Tool calling degrades after extended conversations. Community testing by @TeksEdge found that quantized MLX models start producing malformed tool calls after 5-10 rounds of function calling. If you're building an agent that relies heavily on tool use, test thoroughly at your expected conversation length. This appears to be a quantization artifact, not an MLX bug — full-precision models don't exhibit the issue.

No built-in server mode. Unlike Ollama, MLX doesn't include an HTTP API server out of the box. If you need an OpenAI-compatible endpoint for your application, use LM Studio — it uses MLX as its backend on Mac, gives you the same speed benefits, and adds a proper API server with chat UI on top. It's the best of both worlds.

Apple Silicon only. There's no NVIDIA support, no AMD support, no Intel fallback. If you have a mixed fleet of machines, you'll need llama.cpp or Ollama for cross-platform compatibility.

Ecosystem maturity. MLX's Python ecosystem is younger than llama.cpp's. Some advanced features — speculative decoding, grammar-constrained generation, batch inference — are either experimental or missing. The framework is evolving quickly (Apple ships updates almost weekly), but if you need production-grade serving features today, consider vLLM or TGI on a Linux machine instead.

From the Community

Here's what Mac developers are reporting about running Qwen with MLX:

The sentiment is common across the MLX community. Developers who've tried both Ollama and MLX on the same hardware consistently report that switching to MLX feels like a hardware upgrade — same Mac, noticeably faster inference.

The availability of Qwen models at multiple quantization levels (4-bit, 6-bit, 8-bit) gives Mac users granular control over the speed-vs-quality tradeoff that GGUF models also offer — but with MLX's native speed advantage on top.

Frequently Asked Questions

Should I use MLX or Ollama on Mac?

MLX, every time. It's roughly 2x faster for generation, 3-5x faster for prompt processing, and uses about 50% less memory. The only reason to stick with Ollama on Mac is if you need its built-in API server and don't want to use LM Studio as the middleman.

Which Mac do I need to run Qwen with MLX?

Any M1 or newer with at least 8GB unified memory. The base M1 with 8GB can run models up to 9B at 4-bit quantization (~30 tok/s). For the 35B-A3B MoE model, you want 16GB minimum — an M2 Pro or M3 Pro works. For the 27B dense model, 32GB+ is required. Check the performance table above for specific chip speeds, or use our Can I Run Qwen tool for personalized hardware recommendations.

Can I use MLX as an API server?

Not directly — mlx-lm doesn't include a built-in HTTP server. Your best option is LM Studio, which uses MLX as its inference backend on Mac and exposes an OpenAI-compatible API endpoint.
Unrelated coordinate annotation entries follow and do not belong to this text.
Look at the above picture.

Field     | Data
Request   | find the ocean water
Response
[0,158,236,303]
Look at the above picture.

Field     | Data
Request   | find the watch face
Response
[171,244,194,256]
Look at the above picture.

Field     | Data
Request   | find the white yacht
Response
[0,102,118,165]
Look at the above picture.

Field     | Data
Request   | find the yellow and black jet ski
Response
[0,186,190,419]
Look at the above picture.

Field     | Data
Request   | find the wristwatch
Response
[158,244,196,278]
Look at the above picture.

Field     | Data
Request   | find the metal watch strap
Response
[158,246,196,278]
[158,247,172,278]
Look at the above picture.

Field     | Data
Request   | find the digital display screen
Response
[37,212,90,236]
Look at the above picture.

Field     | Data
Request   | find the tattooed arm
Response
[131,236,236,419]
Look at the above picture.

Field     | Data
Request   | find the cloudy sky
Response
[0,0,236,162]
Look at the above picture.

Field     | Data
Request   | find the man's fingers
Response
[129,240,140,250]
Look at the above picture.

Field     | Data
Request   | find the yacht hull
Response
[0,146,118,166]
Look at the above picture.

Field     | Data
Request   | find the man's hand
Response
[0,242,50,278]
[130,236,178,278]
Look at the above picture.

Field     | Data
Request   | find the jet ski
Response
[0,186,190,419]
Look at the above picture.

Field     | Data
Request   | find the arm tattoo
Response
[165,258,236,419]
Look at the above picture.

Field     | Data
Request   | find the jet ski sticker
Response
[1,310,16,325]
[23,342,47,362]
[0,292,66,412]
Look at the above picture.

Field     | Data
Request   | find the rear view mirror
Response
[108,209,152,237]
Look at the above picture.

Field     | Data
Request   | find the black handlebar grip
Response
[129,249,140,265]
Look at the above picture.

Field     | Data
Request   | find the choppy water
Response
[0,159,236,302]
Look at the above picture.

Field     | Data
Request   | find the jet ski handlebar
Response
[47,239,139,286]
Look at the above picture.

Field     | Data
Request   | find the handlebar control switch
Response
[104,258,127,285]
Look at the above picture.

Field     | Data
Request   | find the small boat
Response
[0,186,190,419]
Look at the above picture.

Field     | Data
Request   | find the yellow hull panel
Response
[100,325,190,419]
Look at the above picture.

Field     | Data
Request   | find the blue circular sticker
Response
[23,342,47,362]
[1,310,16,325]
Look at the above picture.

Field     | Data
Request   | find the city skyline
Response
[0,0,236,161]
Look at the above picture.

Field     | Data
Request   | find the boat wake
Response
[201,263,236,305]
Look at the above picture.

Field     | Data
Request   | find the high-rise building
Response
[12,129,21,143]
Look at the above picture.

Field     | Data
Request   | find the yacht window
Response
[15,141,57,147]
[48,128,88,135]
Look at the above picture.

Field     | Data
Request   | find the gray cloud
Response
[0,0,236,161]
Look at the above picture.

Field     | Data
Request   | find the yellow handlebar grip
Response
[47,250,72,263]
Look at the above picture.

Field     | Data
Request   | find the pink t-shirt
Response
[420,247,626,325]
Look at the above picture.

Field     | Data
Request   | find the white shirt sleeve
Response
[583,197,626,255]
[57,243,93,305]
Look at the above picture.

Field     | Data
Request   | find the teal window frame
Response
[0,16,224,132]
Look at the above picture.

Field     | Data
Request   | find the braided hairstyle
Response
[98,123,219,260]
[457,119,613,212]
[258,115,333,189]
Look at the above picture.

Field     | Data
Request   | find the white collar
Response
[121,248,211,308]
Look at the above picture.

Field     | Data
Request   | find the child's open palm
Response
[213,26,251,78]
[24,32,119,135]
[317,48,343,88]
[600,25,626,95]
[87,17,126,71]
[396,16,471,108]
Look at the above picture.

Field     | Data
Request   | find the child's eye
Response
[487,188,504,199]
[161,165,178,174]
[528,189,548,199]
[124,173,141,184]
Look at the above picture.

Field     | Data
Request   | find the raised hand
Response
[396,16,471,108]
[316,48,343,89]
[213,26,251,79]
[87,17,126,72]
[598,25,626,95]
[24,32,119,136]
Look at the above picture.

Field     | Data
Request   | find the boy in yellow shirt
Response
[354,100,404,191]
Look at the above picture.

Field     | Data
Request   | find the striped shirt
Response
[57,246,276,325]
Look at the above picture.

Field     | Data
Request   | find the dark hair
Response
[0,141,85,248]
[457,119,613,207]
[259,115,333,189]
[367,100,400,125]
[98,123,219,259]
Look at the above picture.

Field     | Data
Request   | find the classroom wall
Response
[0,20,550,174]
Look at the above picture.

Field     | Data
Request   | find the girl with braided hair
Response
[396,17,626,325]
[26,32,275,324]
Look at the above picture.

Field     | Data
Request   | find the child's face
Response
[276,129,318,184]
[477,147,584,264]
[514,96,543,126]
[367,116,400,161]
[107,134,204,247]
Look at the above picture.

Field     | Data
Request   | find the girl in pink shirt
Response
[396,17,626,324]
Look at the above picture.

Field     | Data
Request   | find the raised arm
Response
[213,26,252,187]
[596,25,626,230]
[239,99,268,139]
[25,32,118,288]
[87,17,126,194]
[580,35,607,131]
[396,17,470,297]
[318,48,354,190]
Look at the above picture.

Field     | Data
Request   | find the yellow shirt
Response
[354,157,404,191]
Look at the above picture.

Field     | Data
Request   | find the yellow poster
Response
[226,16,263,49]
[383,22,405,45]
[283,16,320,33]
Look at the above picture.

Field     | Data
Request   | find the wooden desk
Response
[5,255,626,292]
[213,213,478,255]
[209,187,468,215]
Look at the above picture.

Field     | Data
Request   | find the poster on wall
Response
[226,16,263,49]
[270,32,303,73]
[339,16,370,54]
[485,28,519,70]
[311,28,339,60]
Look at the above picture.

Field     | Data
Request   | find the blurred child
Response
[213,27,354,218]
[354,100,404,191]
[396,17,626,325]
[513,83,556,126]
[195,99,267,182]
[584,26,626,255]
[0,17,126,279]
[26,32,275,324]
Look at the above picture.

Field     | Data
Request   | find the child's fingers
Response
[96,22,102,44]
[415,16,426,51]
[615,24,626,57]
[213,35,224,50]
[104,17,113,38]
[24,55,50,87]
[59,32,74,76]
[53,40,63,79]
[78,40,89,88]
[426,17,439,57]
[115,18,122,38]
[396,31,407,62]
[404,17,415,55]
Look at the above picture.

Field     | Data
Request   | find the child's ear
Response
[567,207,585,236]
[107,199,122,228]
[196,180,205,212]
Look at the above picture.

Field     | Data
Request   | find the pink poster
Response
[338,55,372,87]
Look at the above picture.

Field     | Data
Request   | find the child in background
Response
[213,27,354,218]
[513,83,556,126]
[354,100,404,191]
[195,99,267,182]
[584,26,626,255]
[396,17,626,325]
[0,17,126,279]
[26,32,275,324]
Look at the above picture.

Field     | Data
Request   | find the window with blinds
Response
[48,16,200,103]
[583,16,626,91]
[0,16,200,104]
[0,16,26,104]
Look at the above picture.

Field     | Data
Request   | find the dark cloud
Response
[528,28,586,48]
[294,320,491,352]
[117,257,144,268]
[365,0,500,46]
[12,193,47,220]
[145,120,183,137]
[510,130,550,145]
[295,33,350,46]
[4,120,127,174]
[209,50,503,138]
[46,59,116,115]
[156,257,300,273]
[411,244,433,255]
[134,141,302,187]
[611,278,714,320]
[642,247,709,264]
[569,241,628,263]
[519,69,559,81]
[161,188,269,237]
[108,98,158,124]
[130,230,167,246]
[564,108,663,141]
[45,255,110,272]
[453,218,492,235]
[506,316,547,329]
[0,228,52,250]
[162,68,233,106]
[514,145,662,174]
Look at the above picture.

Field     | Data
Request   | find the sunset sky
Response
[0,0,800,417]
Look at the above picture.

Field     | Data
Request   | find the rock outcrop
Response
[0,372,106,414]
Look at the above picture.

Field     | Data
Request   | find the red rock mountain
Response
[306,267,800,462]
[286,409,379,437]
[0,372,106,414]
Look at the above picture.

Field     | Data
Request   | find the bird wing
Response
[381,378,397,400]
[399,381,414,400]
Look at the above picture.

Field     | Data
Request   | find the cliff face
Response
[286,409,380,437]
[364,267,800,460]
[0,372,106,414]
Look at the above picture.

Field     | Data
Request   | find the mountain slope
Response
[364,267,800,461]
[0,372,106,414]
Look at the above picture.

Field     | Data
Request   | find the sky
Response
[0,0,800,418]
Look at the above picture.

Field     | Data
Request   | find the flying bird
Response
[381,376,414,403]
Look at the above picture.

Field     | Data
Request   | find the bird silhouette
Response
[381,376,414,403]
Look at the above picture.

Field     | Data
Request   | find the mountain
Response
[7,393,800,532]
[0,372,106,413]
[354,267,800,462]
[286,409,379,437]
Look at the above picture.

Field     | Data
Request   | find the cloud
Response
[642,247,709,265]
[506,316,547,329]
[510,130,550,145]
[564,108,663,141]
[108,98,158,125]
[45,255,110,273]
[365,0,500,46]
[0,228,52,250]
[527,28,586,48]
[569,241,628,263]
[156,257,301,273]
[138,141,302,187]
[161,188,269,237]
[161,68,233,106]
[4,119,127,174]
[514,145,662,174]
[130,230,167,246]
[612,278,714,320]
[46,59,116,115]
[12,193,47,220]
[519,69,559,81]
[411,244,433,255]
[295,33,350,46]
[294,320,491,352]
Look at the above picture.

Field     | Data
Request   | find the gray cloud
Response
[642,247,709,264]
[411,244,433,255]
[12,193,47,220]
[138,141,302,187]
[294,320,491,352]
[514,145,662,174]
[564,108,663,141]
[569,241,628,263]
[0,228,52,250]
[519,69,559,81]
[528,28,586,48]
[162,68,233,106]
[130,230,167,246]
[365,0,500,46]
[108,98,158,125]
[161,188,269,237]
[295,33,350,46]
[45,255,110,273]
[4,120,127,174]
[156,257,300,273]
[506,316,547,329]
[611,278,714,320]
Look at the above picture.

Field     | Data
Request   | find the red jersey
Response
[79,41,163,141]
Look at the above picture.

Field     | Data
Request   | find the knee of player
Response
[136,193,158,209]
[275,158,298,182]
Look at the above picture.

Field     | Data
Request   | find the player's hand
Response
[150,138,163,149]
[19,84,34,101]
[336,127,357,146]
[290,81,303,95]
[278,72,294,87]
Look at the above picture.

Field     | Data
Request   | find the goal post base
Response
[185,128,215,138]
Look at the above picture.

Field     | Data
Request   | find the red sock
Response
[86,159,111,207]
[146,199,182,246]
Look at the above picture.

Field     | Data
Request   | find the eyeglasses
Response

You get MLX speed with proper server functionality, no workarounds needed.

Is MLX quantization quality the same as GGUF?

At the same bit depth (4-bit), quality is comparable. Both use similar quantization techniques and the perplexity difference is negligible for practical use. The advantage of MLX isn't in quantization quality — it's in inference speed on Apple Silicon. Same model quality, significantly faster execution.

Does MLX support Qwen's thinking mode?

Yes. Qwen 3.5 models with built-in thinking/reasoning work with MLX. Set the appropriate chat template and the model will use chain-of-thought reasoning just like it does through any other backend. The thinking tokens are generated at the same accelerated speed as regular tokens.